Jung Chang’s opening speech
Here are some of the points made by Jung in her opening speech about the book:
- The book introduces endless new data, including documents and interviews, which all have some story behind them. For example, the interview with Mamboto of Zair on his relationship with Mao. While staying in Hongkong after two months of interviews, Jon Halliday found out that Mamboto was staying at the same hotel as them, and told Jung that she should try and get an interview. Being extremely tired, she told Jon that she’s too tired and all she wants is to head off to the hair salon. But, surprisingly, there at the salon was Mamboto, trapped for long under the hear fan machine and so she ambushed him there and got the interview.
- They met with Emelda Damascus who was flirting with Jon. The interview allowed getting a unique photo with Mao kissing her hand passionately, which was forbidden for publication at the time. Emelda described the book as an Ideal combination of eastern heart (Jung) and western mind (Jon) and claimed that western men just don’t understand eastern women.
- Mao’s wife’s diary, which was well-hidden for year, was covered for the first time. The diary was discovered in the 1990s and was kept secret, partly due to endless details it included about how Mao treated women in general and especially his wife.
- Jung has always believed that the famine of 1958-1961 was the result of Mao’s economic mis-management, but it turned out that Mao knew this because he was exporting the precious food to Russia in achieve nuclear capabilities. When confronted about it Mao responded that for his projects “half of china well may have to die”.
- This is the first book that shows that Mao had higher ambitions of conquering the world, which was his life long single minded pursuit.
- Mao was vindictive, even towards his closest men. Liu xiao qi, Mao’s number two for years, eventually questioned Mao as well as other 7000 party officials, including Jung’s father, who sought to stop Mao’s policies. Mao wanted revenge, which tool the form of the cultural revolution. Mao enjoyed watched Liu’s denunciations. Zhuo en lai was considered by many as the most impressive Chinese statesmen ever (Truman), and was Mao’s slave for decades. Even so, Mao refused medical treatment for his bladder cancer.
- Mao mistreated all his wives. Number 2, who Mao said was the love of his life, could easily have been saved by Mao, but he was already well into his number 3. Mao was indifferent towards his abandoned children. Number 3 eventually suffered a mental breakdown after her child’s death and being hit by a bomb. Number 4, who was blamed for mao’s cultural revolution, said she “was Chairman Mao’s dog". Mao used her throughout the year to do all his the dirty work. She eventually committed suicide in prison.

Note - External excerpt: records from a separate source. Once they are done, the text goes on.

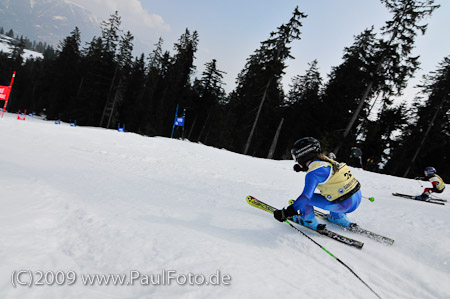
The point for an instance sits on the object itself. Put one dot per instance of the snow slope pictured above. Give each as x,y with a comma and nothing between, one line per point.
5,47
96,201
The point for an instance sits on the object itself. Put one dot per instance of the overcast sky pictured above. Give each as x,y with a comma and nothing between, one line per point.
230,30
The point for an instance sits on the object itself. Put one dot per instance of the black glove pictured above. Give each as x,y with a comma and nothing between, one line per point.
283,214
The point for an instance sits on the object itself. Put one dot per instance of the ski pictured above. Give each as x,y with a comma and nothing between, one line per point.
333,235
430,200
356,229
438,199
359,230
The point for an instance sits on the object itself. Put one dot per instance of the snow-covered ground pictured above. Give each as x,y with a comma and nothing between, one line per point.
5,47
85,201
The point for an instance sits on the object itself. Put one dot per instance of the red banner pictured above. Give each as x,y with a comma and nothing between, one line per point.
4,91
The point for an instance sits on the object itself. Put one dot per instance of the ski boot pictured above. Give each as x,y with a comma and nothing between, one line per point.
340,219
422,197
311,223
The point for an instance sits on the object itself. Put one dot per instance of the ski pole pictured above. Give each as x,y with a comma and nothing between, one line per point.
336,258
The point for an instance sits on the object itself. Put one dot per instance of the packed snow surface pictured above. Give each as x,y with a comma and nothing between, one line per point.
78,201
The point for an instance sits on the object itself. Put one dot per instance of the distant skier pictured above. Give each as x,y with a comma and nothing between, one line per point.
339,189
436,181
356,157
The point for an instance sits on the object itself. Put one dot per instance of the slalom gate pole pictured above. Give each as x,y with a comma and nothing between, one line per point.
336,258
372,199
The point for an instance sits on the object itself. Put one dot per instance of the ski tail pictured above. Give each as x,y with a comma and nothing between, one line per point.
430,200
333,235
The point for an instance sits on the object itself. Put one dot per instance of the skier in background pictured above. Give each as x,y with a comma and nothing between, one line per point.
436,181
356,157
339,190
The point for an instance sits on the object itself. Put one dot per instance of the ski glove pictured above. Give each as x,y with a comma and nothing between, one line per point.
283,214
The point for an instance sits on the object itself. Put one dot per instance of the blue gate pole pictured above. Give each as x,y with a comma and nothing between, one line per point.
184,115
173,128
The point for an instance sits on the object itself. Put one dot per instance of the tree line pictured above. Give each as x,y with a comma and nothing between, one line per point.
102,84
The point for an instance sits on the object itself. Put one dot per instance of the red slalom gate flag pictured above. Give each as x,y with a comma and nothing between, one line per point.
5,91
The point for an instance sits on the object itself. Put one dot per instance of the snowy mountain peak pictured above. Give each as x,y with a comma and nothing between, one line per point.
48,21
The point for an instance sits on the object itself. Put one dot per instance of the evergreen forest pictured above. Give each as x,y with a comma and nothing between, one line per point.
102,84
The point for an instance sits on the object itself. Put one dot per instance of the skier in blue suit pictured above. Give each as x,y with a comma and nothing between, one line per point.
339,190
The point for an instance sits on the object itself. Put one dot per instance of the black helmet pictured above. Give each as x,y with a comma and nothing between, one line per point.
305,149
430,171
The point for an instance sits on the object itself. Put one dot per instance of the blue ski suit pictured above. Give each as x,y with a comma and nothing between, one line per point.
306,202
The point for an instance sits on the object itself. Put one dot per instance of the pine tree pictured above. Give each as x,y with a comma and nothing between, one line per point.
425,142
210,95
302,106
259,85
343,90
395,63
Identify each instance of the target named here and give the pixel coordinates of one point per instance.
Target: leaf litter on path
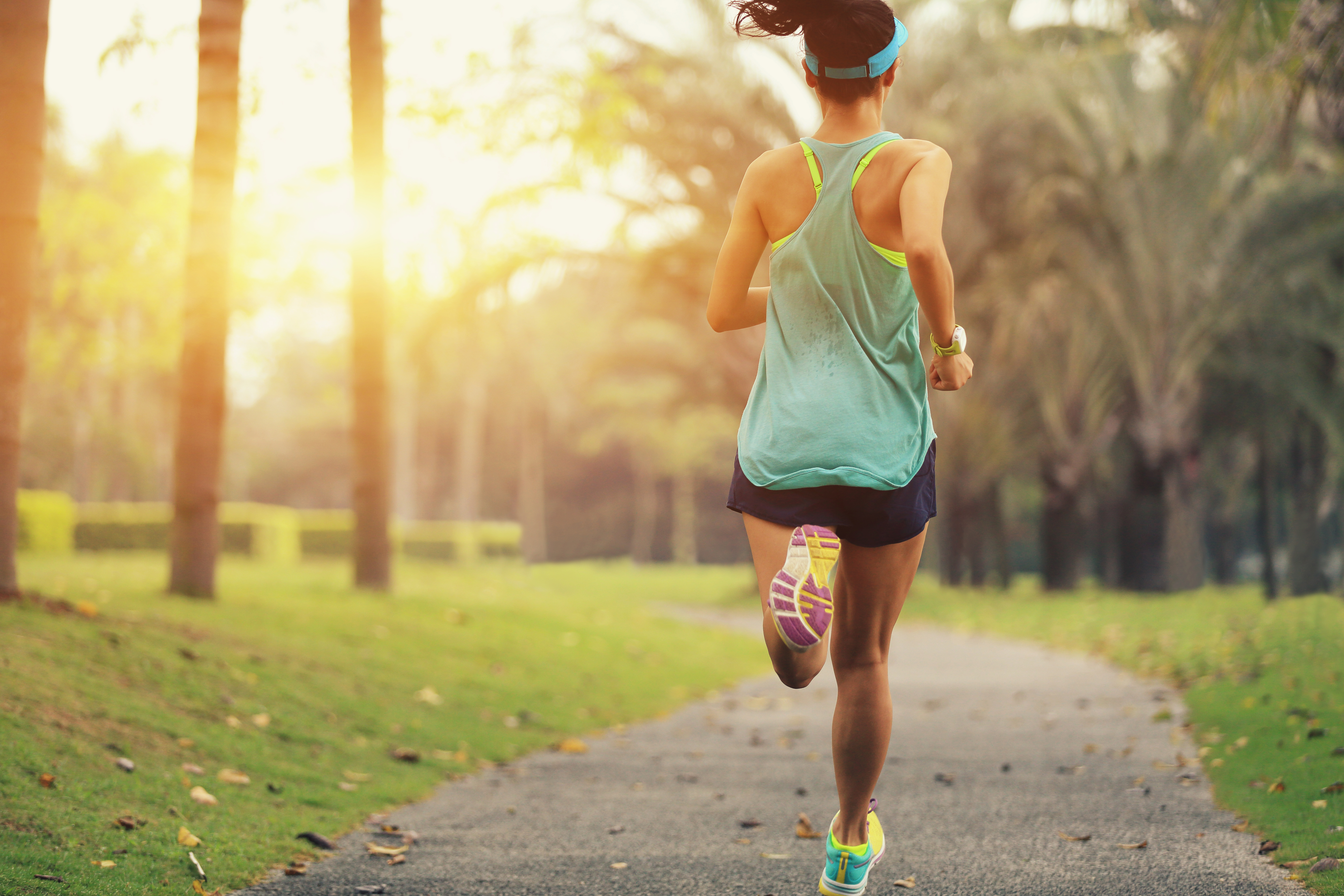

- Mao is relevant in today’s China. Many Mao symbols have been kept – his portrait is hanging in Tiananmen square, his corpse is kept at the mausoleum, the leaders describe themselves as are mao’s followers.

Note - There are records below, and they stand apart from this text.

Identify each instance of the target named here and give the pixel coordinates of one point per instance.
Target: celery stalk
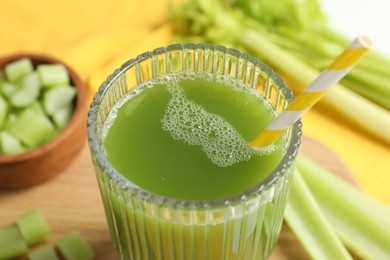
(33, 227)
(309, 224)
(362, 112)
(361, 222)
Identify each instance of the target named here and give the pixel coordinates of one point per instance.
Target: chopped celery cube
(8, 89)
(11, 118)
(28, 92)
(73, 247)
(58, 97)
(3, 111)
(44, 253)
(17, 69)
(10, 144)
(33, 227)
(61, 116)
(53, 75)
(38, 127)
(37, 107)
(11, 243)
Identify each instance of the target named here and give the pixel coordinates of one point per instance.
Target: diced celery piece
(73, 247)
(33, 227)
(10, 144)
(28, 92)
(53, 75)
(44, 253)
(58, 97)
(31, 128)
(17, 69)
(8, 89)
(11, 243)
(61, 116)
(37, 107)
(309, 224)
(3, 111)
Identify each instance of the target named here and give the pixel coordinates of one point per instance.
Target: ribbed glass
(144, 225)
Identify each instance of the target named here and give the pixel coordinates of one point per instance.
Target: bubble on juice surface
(192, 124)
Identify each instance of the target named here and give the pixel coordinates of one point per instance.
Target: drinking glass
(145, 225)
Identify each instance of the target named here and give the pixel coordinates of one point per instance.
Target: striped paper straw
(314, 92)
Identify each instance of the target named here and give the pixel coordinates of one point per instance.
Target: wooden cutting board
(71, 201)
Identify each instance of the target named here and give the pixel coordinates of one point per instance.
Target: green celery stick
(8, 88)
(61, 116)
(309, 224)
(3, 111)
(73, 247)
(53, 75)
(44, 253)
(10, 144)
(11, 243)
(38, 127)
(17, 69)
(58, 97)
(28, 92)
(346, 102)
(33, 227)
(361, 222)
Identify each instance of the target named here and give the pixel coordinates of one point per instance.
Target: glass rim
(107, 168)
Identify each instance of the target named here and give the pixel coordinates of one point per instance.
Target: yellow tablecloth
(96, 36)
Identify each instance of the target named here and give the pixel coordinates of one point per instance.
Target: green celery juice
(187, 137)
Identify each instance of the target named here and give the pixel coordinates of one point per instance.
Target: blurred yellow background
(96, 36)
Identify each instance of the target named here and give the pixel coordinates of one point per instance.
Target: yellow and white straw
(314, 92)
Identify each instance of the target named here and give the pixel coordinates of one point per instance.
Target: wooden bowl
(42, 163)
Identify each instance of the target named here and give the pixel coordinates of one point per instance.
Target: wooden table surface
(71, 201)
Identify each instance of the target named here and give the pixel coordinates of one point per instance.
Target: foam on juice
(192, 124)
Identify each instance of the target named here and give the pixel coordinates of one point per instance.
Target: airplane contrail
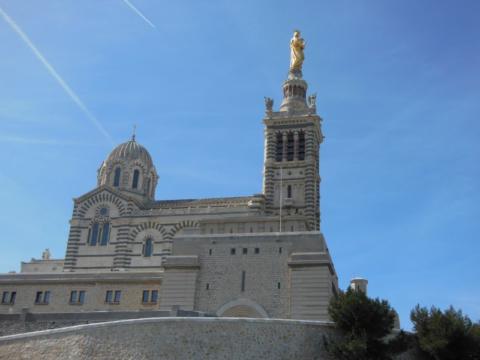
(130, 5)
(55, 75)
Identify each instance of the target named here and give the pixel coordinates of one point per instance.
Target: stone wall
(11, 324)
(174, 338)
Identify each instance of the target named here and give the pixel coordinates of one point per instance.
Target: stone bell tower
(291, 179)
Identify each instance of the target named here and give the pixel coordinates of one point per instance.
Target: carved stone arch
(184, 224)
(98, 199)
(109, 172)
(149, 225)
(242, 308)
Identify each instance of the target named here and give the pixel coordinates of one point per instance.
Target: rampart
(175, 338)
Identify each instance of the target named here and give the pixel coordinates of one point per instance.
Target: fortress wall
(174, 338)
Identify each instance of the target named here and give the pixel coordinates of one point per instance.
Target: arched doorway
(242, 308)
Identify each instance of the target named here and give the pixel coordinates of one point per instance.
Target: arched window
(290, 147)
(301, 146)
(136, 175)
(279, 147)
(147, 191)
(93, 235)
(148, 247)
(105, 234)
(116, 179)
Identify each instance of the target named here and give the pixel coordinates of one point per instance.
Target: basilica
(262, 255)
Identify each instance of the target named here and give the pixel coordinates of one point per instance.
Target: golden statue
(297, 44)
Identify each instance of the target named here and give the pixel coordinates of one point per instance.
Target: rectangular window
(94, 234)
(109, 296)
(81, 296)
(73, 296)
(77, 297)
(42, 298)
(8, 298)
(243, 281)
(145, 296)
(105, 234)
(13, 296)
(118, 295)
(46, 297)
(38, 297)
(154, 297)
(150, 296)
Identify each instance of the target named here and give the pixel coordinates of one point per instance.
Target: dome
(131, 150)
(129, 167)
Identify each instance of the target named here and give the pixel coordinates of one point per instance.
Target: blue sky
(398, 89)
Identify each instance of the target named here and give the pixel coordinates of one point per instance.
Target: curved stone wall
(174, 338)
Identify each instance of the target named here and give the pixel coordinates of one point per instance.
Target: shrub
(446, 335)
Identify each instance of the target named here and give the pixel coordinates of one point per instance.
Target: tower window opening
(147, 191)
(243, 281)
(94, 235)
(279, 147)
(136, 175)
(290, 147)
(105, 234)
(301, 146)
(116, 179)
(148, 247)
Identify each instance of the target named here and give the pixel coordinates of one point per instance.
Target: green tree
(364, 324)
(447, 335)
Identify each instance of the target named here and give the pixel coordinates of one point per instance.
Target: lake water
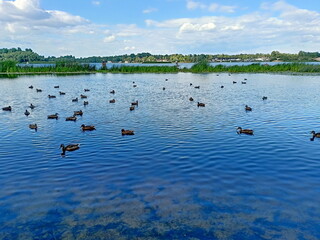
(185, 174)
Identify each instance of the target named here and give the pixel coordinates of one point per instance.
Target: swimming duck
(33, 126)
(77, 113)
(127, 132)
(7, 108)
(53, 116)
(69, 148)
(135, 103)
(71, 119)
(244, 131)
(87, 127)
(247, 108)
(201, 104)
(314, 135)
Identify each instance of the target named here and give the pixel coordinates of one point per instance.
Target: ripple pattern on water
(185, 174)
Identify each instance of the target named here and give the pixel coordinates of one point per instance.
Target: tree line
(28, 55)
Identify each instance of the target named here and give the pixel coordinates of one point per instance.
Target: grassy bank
(9, 67)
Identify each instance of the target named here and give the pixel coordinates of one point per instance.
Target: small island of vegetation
(11, 59)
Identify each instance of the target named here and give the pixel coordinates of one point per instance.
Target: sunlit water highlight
(185, 174)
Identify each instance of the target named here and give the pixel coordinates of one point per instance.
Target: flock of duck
(73, 147)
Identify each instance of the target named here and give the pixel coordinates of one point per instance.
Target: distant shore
(201, 67)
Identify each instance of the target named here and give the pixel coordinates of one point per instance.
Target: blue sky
(113, 27)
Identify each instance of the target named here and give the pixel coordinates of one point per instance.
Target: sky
(85, 28)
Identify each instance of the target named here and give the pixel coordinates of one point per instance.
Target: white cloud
(149, 10)
(97, 3)
(194, 5)
(109, 39)
(275, 26)
(214, 7)
(189, 27)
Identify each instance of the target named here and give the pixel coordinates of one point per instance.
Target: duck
(7, 108)
(69, 148)
(78, 113)
(33, 126)
(53, 116)
(87, 127)
(201, 104)
(135, 103)
(74, 118)
(244, 131)
(247, 108)
(314, 135)
(127, 132)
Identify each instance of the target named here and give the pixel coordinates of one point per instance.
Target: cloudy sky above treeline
(114, 27)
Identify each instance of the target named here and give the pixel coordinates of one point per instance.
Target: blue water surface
(185, 174)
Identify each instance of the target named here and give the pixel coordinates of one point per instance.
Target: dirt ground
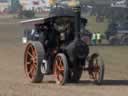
(14, 83)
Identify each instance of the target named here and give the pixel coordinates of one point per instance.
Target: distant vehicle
(117, 33)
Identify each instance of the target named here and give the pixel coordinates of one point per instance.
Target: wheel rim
(95, 74)
(59, 70)
(30, 62)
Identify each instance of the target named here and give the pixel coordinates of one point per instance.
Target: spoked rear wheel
(96, 71)
(61, 69)
(33, 57)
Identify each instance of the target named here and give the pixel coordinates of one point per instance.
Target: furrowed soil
(13, 81)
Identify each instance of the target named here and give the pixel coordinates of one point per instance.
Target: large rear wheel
(33, 57)
(61, 69)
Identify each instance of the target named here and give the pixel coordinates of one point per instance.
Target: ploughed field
(14, 83)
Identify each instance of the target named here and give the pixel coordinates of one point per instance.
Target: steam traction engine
(55, 47)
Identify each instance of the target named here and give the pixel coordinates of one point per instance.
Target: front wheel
(33, 57)
(61, 69)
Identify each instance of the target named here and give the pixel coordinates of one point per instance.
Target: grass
(93, 26)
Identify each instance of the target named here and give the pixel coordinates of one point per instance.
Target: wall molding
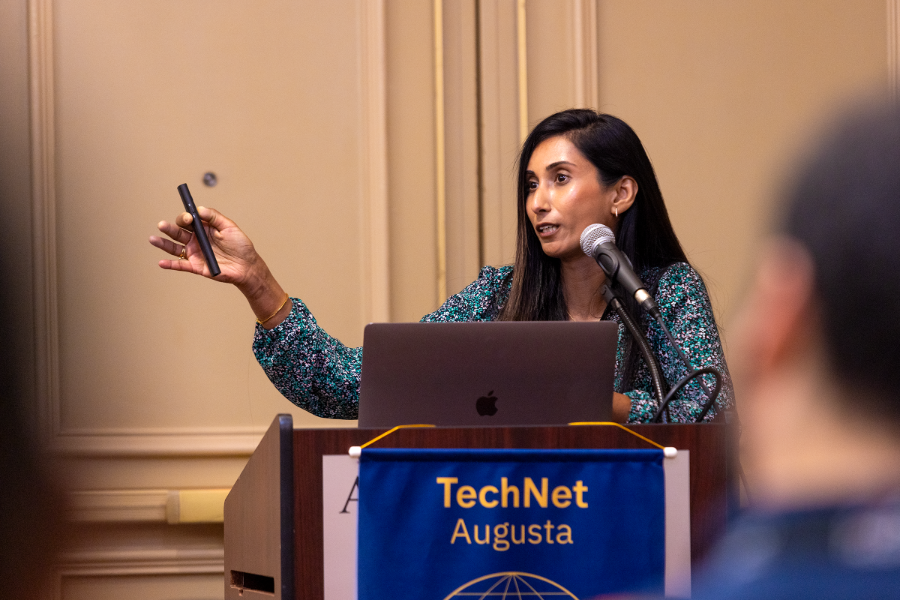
(43, 198)
(118, 506)
(148, 506)
(440, 152)
(893, 47)
(142, 561)
(373, 63)
(586, 60)
(158, 444)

- Jung will not accept a superpower that embraces a person like that as part of its history. The day Mao’s portrait is taken down and Mao’s legacy will be questioned is the day China will truly become a positive force in the world.
Jon Halliday’s opening speech
Here are some of the points made by Jon in his speech about the book:
- Turning on his party – Mao didn’t believe in Communism. He made a speech to the communist party – saying that Communism had no hope of ever winning in china and that the only way it would happen was if the Russians were to invade from the north.
- If you read Mao’s texts you can say that he never believed in democracy, suggesting that only force will work.
- It was quite shocking to see how strong Stalin’s role was in making China Communist. The Russians decide to go for a Communist China with everything they had, even if it meant getting it by military means. To give an example – there was not even one popular civil uprise throughout the whole civil war, which was to suggest it wasn’t a revolution caused by the people, but rather – it was full pledged military conquest.
- Most of the critic made is just pop shots. No body addressed the new paradigm suggested for Mao and the sources used. Despite the Chinese attempt to manipulate information on the subject, there is endless information available in places no one would look in like the Russian archives.
- Mao is still there, and most Chinese don’t know the truth about him.